The bear case centers on Tesla's Q1 delivery miss and growing competition from Chinese EV manufacturers. But there is a bull case too: as oil prices surge past $110, the economic argument for switching to electric vehicles has never been stronger. Gas prices above $5 per gallon could accelerate EV adoption faster than any government subsidy.
What Smart Money Is Doing
Institutional investors are making clear sector rotations. According to fund flow data, the biggest moves over the past month include:
- Into: Energy (XLE), Defense (ITA), Gold miners (GDX), Utilities (XLU)
- Out of: Airlines, Consumer discretionary, Small-cap growth, Emerging markets
Tom Lee of Fundstrat remains bullish on equities overall, arguing that the risk-reward is "quite good" at current levels. His thesis: the market has already priced in the conflict, and any ceasefire deal would trigger a significant relief rally.
The contrarian play? Some value investors are quietly accumulating beaten-down airline stocks, betting that oil prices will normalize within 6-12 months and that carriers with strong balance sheets will emerge as winners. This is a classic value investing approach — buying when fear is highest.
Key Levels to Watch
The S&P 500 closed at 6,611.83 on Monday, just 3% below its all-time high. The market's resilience in the face of geopolitical uncertainty has surprised even the most bullish analysts.
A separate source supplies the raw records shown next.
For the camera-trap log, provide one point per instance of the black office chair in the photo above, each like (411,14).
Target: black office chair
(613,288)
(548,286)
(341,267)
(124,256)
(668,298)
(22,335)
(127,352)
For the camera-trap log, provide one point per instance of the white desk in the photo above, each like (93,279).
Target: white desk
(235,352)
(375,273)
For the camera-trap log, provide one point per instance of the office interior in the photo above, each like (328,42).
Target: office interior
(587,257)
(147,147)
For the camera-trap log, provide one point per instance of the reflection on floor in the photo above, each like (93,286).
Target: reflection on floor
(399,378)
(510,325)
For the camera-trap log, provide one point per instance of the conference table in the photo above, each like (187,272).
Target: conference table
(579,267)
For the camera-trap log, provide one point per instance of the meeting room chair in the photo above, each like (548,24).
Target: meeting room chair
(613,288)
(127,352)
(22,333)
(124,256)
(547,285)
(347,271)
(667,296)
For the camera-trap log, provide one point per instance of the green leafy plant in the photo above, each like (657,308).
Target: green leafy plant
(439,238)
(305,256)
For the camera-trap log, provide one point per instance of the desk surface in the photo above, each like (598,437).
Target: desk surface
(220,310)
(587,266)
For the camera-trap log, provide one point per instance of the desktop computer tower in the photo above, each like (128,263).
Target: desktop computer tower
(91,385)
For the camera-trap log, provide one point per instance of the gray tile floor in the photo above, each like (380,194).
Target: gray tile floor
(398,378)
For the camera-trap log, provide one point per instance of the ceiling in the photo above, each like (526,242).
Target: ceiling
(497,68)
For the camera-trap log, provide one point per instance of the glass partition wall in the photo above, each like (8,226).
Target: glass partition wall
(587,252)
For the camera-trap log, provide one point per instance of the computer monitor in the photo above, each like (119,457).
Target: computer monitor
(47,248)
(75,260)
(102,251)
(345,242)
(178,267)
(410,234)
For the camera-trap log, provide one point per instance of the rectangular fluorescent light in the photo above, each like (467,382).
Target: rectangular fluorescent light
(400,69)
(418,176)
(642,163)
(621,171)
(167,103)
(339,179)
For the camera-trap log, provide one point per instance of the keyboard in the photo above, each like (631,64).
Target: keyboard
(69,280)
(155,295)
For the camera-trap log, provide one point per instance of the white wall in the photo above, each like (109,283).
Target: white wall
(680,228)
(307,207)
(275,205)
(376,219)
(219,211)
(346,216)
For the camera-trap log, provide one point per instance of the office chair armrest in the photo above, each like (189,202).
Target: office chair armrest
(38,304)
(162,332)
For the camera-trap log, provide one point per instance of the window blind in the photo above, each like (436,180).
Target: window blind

Here are the key technical levels:
- S&P 500 support: 6,400 (50-day moving average)
- S&P 500 resistance: 6,800 (all-time high from March)
- Oil support: $100 (psychological level)
- Oil resistance: $120 (2022 spike high)
For a deeper dive into reading these technical signals, check our guide on technical analysis.
What to Watch This Week
Several catalysts could move markets in either direction over the coming days:
- Tuesday: Trump's Iran peace deal deadline expires
- Wednesday: Delta Air Lines and Constellation Brands report earnings
- Thursday: March CPI data (consensus: +3.8% year-over-year)
- Friday: Bank earnings begin with JPMorgan Chase
The CPI data on Thursday could be the most market-moving event. With oil prices elevated, inflation expectations have risen sharply. A hot CPI print could force the Federal Reserve to pause its rate-cutting cycle, adding another headwind for equities.
Key Takeaways
The Iran conflict has created clear winners and losers across the market. Defense and energy stocks are thriving while airlines and consumer-facing companies absorb the pain of higher fuel costs. Despite the geopolitical uncertainty, the broader market remains resilient — the S&P 500 is up for four straight sessions.
For individual investors, the key lesson is one that legendary investors have preached for decades: geopolitical crises create dislocations, and dislocations create opportunities. Whether you are looking at beaten-down airlines or high-flying defense names, understanding the fundamental analysis behind each company matters more than ever.